KEYNOTE TALKS

E. Ann Kaplan

‘Getting Real About the Anthropocene’: Pretrauma and Cultural Politics in Futurist Dystopian Film

E. Ann Kaplan is Distinguished Professor of English and Comparative Literary and Cultural Studies at Stony Brook University, where she also founded and directed The Humanities Institute. A number of Kaplan’s many monographs, edited collections and articles on cultural studies, media, and women’s studies, from diverse theoretical perspectives, have been translated into six languages. Her most recent book is Climate Trauma: Foreseeing the Future in Dystopian Film and Fiction (2015).

Kim Stanley Robinson

Climate Change Forces Post-Capitalism

Kim Stanley Robinson is likely the most respected cli-fi (climate-fiction) novelist writing today.
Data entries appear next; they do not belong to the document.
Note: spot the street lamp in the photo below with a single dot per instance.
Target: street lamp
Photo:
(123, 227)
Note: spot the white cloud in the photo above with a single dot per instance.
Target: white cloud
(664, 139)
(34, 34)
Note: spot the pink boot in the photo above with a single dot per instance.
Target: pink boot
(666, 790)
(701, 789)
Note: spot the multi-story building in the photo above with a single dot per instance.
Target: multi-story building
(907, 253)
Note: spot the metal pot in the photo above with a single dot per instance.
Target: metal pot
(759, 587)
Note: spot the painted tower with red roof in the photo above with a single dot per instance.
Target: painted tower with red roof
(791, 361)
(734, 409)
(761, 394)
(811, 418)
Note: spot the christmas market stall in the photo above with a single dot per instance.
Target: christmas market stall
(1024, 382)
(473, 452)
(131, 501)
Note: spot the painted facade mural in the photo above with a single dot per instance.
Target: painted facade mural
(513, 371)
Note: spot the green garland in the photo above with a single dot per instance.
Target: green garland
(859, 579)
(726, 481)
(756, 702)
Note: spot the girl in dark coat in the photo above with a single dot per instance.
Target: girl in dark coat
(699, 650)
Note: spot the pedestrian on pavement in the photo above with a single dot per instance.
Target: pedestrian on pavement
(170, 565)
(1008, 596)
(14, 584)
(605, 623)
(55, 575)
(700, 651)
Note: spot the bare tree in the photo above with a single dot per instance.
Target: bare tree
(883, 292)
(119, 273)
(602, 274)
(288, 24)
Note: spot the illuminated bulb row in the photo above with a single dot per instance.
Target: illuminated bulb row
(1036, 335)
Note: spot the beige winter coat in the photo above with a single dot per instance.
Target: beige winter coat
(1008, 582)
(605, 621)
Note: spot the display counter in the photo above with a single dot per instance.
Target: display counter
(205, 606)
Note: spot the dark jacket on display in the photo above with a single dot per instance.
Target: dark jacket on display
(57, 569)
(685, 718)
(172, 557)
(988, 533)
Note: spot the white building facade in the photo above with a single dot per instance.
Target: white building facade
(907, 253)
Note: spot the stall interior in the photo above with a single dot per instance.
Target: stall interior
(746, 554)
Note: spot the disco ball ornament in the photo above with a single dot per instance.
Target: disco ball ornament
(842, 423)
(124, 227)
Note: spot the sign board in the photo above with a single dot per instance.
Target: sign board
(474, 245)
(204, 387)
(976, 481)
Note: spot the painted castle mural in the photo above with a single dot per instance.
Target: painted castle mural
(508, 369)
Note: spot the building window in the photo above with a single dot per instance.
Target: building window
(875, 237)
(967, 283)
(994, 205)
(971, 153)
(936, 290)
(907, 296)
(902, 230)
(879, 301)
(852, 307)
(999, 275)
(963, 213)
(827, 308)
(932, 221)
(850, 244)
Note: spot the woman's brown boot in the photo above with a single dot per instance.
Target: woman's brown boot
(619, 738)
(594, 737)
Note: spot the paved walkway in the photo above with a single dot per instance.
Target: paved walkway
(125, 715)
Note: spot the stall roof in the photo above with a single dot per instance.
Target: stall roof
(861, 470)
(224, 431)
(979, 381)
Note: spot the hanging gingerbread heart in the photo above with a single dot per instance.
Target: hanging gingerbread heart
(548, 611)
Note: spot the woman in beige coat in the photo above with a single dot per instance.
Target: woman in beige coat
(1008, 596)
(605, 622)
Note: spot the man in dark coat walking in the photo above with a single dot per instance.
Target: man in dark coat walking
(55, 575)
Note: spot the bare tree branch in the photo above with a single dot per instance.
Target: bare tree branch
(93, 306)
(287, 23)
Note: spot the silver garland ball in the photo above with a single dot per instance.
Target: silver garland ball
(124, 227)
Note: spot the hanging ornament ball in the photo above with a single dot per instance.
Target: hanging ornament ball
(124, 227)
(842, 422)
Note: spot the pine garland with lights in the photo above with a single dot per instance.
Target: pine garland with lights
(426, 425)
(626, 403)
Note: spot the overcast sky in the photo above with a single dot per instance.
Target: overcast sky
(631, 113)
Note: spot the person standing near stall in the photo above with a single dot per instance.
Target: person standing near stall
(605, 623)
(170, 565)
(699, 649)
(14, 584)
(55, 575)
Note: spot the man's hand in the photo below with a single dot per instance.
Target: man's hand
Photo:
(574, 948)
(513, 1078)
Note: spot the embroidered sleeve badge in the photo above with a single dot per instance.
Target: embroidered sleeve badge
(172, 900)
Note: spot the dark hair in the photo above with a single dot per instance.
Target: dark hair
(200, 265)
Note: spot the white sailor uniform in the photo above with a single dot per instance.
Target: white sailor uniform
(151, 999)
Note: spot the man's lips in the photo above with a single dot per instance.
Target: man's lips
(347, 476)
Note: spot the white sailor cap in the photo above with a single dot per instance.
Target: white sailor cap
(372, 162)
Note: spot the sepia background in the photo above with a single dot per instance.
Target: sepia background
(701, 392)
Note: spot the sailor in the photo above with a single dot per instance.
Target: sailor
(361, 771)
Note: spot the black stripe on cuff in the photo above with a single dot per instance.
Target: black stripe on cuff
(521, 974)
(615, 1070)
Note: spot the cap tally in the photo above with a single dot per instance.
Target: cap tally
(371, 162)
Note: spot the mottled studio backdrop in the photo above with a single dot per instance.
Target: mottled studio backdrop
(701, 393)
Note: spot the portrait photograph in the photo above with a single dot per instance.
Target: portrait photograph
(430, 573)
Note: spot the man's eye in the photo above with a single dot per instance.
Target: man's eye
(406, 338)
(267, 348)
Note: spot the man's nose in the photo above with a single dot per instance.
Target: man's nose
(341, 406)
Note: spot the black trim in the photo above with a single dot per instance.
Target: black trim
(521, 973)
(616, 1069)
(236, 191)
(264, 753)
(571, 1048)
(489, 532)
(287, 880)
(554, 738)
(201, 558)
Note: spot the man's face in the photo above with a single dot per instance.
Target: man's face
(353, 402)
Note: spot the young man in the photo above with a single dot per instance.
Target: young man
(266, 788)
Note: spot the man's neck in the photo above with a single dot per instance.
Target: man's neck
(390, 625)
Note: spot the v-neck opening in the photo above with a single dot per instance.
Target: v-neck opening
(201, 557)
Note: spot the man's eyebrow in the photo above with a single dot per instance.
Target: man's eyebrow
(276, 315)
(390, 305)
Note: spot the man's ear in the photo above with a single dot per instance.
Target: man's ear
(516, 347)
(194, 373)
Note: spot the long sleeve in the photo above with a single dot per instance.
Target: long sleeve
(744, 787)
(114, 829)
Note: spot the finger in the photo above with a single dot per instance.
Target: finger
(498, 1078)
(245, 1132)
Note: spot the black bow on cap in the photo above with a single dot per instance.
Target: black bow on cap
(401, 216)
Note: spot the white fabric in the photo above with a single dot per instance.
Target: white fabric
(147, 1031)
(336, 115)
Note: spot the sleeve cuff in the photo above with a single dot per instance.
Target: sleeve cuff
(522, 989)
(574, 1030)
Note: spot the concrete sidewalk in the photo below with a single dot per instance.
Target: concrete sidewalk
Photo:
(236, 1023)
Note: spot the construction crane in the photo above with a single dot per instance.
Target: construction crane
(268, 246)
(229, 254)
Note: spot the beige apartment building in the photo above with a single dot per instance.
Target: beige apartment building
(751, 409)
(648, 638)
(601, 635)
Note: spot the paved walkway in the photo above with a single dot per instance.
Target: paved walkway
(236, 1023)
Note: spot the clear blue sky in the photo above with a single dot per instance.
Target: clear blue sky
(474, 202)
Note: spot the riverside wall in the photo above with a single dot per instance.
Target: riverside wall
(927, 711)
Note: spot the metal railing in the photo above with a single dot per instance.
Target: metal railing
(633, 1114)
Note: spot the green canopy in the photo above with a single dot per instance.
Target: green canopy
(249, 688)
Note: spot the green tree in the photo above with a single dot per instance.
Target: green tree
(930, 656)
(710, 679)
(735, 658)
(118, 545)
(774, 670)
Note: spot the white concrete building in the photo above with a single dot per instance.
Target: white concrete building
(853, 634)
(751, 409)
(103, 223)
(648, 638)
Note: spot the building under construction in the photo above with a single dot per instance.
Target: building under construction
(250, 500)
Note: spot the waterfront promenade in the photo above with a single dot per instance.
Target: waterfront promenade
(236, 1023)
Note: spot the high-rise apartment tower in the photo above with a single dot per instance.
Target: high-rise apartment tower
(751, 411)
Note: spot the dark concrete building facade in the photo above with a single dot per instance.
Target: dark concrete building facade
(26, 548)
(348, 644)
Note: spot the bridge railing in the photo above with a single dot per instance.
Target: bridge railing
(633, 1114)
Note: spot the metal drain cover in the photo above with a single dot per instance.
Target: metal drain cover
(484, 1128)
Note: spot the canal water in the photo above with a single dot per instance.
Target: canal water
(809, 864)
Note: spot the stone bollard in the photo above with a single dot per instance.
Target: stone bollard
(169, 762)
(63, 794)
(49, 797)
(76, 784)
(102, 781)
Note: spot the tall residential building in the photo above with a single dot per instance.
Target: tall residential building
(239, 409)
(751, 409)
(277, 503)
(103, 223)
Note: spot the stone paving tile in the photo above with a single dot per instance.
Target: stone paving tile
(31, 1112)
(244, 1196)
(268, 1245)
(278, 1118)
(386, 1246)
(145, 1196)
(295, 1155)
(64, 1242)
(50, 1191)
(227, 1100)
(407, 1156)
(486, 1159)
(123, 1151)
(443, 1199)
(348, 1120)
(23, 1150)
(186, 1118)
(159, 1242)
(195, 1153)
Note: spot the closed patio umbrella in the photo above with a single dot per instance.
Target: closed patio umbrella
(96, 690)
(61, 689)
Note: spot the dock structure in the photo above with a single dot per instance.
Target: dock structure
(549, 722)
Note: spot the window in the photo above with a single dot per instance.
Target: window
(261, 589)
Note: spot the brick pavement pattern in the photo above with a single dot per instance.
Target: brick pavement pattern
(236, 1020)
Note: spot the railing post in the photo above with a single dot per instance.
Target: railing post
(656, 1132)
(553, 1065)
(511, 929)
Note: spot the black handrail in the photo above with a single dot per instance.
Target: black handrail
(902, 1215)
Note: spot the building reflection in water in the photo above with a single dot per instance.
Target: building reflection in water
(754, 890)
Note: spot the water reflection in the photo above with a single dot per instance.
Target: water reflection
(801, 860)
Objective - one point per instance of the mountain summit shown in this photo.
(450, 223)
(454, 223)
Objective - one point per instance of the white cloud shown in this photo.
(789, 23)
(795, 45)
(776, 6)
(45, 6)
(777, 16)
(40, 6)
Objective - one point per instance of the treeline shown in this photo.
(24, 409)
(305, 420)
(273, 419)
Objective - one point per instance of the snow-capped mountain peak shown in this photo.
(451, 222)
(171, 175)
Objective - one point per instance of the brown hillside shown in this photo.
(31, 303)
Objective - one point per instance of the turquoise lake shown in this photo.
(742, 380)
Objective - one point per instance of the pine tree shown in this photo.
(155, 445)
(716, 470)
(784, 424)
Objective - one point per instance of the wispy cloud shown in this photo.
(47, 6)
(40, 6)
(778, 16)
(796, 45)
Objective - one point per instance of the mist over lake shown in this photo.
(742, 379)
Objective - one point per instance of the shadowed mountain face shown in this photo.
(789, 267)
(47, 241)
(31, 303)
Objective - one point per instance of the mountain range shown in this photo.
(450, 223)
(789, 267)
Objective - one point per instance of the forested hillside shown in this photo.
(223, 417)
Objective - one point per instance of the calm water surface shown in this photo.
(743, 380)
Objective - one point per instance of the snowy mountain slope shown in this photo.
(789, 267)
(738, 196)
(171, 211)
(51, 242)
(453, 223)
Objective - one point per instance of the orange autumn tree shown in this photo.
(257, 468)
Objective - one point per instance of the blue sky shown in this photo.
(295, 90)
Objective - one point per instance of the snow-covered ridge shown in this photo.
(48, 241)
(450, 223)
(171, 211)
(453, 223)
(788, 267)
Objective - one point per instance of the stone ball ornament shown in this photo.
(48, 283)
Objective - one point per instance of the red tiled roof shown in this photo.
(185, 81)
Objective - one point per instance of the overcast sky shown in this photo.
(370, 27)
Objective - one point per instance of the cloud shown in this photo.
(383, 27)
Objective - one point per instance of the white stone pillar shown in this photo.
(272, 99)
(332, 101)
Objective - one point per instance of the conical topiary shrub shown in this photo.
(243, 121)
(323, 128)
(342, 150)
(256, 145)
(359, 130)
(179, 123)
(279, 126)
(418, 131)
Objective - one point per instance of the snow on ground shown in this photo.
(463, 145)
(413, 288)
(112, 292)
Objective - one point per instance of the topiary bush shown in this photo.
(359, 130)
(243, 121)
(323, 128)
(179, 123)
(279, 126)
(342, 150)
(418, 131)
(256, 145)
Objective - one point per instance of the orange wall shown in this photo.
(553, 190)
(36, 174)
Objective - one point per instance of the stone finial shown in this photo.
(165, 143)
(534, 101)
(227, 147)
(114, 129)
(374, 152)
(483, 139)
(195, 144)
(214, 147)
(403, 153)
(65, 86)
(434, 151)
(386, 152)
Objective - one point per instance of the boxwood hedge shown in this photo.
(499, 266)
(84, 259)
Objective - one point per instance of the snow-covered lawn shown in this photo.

He has published nineteen novels, including the Mars trilogy, 2312, Fifty Degrees Below, Forty Signs of Rain, The Years of Rice and Salt, and Antarctica. He has been recipient of the Hugo, Nebula, World Fantasy, and Heinlein awards, among others. In an article for the New Yorker, Tim Kreider suggested that Robinson may be our greatest political novelist, as he explores alternatives to capitalism in a range of his novels.

Peter Singer

The Ethical Challenge of Climate Change

Peter Singer is the DeCamp Professor of Bioethics in the University Center for Human Values at Princeton University. He first became well-known internationally after the publication of Animal Liberation in 1975.  Singer has written, co-authored, edited or co-edited more than 40 books, including Practical Ethics; The Expanding Circle; How Are We to Live?, Rethinking Life and Death, The Ethics of What We Eat (with Jim Mason), The Life You Can Save, The Point of View of the Universe (with Katarzyna de Lazari-Radek), and The Most Good You Can Do.

Ashley Dawson

The End of the World As We Know It

Ashley Dawson is Professor of English at the City University of New York’s Graduate Center and at the College of Staten Island/CUNY. He is the author ofExtinction: A Radical History (O/R Press, 2016), The Routledge Concise History of Twentieth-Century British Literature (2013) and Mongrel Nation: Diasporic Culture and the Making of Postcolonial Britain (Michigan, 2007). He is currently completing work on a book entitled Extreme City: Climate Change and the Urban Future for Verso Books.

Note that a Q&A session is not available for the keynote talks.